Here’s a breakdown of the process:
- Electronegativity Difference: Sodium is a metal with a low electronegativity (0.93 on the Pauling scale), while iodine is a nonmetal with a much higher electronegativity (2.66 on the Pauling scale). This difference in electronegativity is key to the ionic bonding process.
- Electron Transfer: Sodium (Na) has one electron in its outermost shell, which it can easily lose to achieve a stable electron configuration (similar to the noble gas neon). When sodium loses this electron, it forms a Na⁺ ion, becoming positively charged.
- Formation of Iodide Ion: Iodine (I) has seven electrons in its outer shell and needs one more electron to complete its octet. When sodium loses its electron, iodine readily gains that electron, becoming I⁻, a negatively charged ion.

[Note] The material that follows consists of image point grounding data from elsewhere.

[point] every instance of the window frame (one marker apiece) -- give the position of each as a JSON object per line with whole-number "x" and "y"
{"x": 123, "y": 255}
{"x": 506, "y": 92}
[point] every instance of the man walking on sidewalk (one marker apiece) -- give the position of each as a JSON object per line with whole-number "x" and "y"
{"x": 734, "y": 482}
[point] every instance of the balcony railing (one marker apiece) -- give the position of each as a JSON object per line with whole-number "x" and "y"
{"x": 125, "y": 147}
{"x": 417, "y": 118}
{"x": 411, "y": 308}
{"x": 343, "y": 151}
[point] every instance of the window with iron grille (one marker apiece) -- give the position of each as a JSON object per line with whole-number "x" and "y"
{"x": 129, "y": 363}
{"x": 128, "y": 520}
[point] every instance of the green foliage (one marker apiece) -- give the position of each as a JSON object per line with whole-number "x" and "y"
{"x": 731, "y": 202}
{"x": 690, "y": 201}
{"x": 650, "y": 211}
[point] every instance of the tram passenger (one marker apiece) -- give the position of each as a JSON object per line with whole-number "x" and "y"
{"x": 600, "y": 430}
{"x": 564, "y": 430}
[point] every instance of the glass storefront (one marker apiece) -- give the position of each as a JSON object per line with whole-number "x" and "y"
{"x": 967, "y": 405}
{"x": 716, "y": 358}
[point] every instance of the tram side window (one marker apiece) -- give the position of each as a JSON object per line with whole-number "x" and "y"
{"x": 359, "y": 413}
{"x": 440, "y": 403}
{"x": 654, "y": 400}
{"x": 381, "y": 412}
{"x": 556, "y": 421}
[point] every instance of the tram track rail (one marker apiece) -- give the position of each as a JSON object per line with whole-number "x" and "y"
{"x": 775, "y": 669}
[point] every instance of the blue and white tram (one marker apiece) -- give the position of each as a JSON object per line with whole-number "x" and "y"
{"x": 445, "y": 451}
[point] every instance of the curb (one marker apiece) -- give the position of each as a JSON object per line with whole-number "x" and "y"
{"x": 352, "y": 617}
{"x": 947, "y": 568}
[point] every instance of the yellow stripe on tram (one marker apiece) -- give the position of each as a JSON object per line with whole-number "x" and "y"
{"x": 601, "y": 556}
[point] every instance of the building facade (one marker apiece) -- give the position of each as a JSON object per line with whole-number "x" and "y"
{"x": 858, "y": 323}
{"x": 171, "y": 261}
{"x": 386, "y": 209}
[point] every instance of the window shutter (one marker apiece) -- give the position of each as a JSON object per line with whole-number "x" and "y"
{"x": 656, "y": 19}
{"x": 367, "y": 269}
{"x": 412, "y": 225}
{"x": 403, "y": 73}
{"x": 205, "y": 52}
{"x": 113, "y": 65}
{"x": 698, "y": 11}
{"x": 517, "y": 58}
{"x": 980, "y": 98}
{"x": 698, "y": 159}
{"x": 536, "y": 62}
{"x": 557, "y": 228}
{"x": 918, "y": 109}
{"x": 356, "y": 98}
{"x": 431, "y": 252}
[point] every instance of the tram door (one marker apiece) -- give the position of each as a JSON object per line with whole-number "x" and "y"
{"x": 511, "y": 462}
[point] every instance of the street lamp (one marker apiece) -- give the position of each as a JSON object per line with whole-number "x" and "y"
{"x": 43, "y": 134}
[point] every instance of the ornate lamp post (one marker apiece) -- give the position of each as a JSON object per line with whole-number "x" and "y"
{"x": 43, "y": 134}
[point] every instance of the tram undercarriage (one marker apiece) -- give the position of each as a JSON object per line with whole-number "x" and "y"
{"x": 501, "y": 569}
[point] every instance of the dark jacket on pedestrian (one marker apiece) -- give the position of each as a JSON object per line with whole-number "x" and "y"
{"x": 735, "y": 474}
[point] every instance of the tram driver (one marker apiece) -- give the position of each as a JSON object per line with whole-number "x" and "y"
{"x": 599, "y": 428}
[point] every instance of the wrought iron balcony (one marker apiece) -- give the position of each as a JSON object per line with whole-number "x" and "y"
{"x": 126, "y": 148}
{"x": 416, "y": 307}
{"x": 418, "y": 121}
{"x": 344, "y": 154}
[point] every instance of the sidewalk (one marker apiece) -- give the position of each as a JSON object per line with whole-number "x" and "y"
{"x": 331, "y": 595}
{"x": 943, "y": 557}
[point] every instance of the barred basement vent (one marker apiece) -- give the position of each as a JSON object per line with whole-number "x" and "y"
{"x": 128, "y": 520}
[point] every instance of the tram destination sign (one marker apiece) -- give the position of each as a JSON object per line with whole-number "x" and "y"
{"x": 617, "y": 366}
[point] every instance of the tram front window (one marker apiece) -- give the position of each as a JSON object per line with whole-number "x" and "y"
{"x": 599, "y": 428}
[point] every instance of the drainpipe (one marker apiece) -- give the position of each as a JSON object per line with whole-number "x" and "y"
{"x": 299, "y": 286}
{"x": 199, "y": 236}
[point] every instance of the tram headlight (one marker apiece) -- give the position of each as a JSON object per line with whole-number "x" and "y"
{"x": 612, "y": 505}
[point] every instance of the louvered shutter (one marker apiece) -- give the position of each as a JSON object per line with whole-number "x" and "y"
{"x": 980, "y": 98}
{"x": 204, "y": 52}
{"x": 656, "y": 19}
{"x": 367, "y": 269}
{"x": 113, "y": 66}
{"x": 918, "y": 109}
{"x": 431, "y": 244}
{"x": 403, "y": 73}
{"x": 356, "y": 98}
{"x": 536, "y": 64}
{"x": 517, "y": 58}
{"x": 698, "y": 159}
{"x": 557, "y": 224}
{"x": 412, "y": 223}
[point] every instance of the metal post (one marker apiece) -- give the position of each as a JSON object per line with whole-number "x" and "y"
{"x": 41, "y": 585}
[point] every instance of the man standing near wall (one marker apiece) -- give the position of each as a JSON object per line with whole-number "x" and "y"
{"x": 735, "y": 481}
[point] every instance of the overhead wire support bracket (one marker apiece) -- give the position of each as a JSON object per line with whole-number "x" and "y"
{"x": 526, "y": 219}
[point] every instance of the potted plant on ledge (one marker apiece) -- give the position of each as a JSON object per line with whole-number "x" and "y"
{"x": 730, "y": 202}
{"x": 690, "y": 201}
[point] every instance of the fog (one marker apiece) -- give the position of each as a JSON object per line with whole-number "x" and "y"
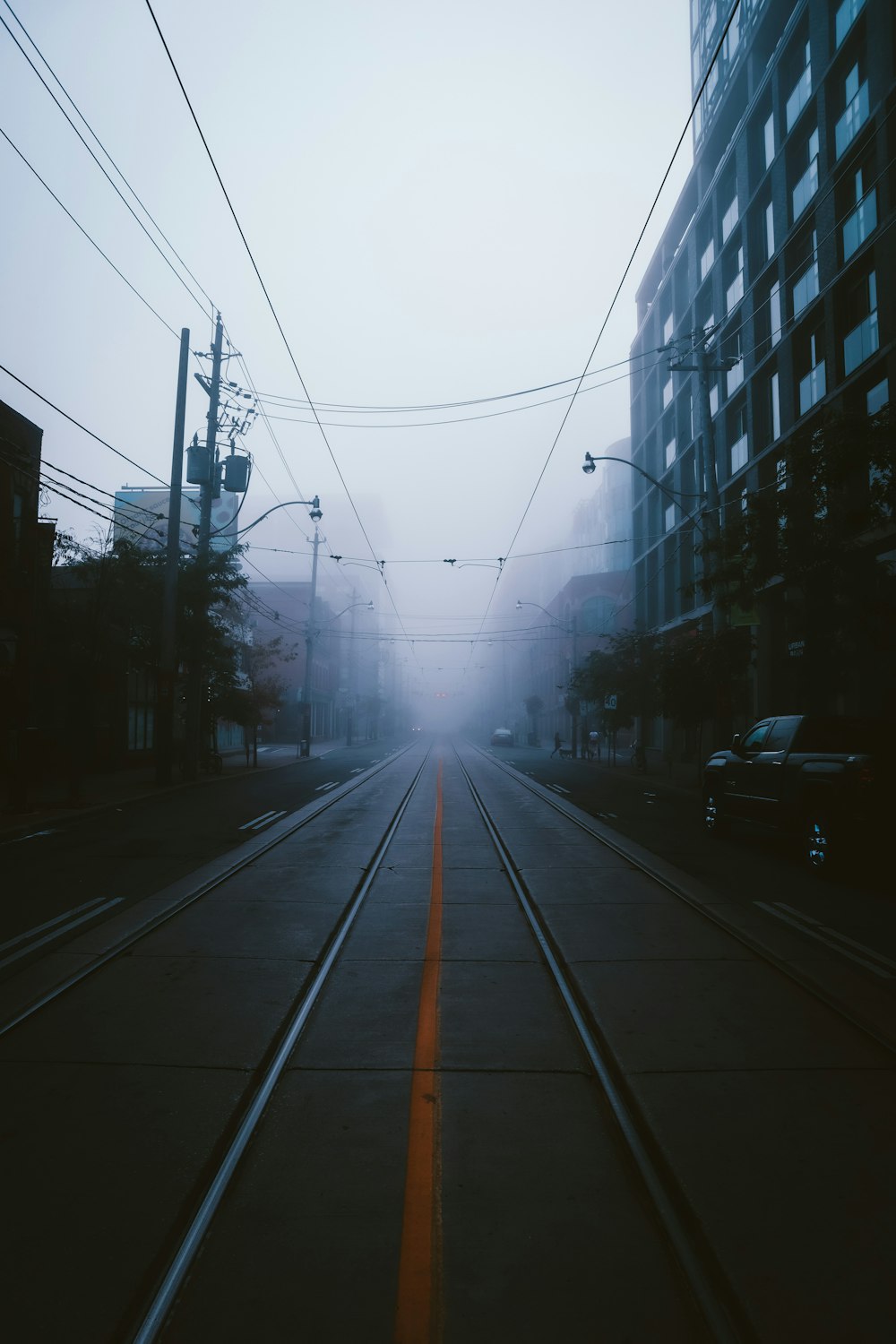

- Electrostatic Attraction: The oppositely charged ions, Na⁺ and I⁻, experience a strong electrostatic force of attraction, which is the characteristic feature of an ionic bond. This attraction holds the two ions together, forming the ionic compound sodium iodide (NaI).
In summary, the bond in NaI is ionic because it involves the transfer of an electron from sodium to iodine, creating oppositely charged ions that are attracted to each other by electrostatic forces.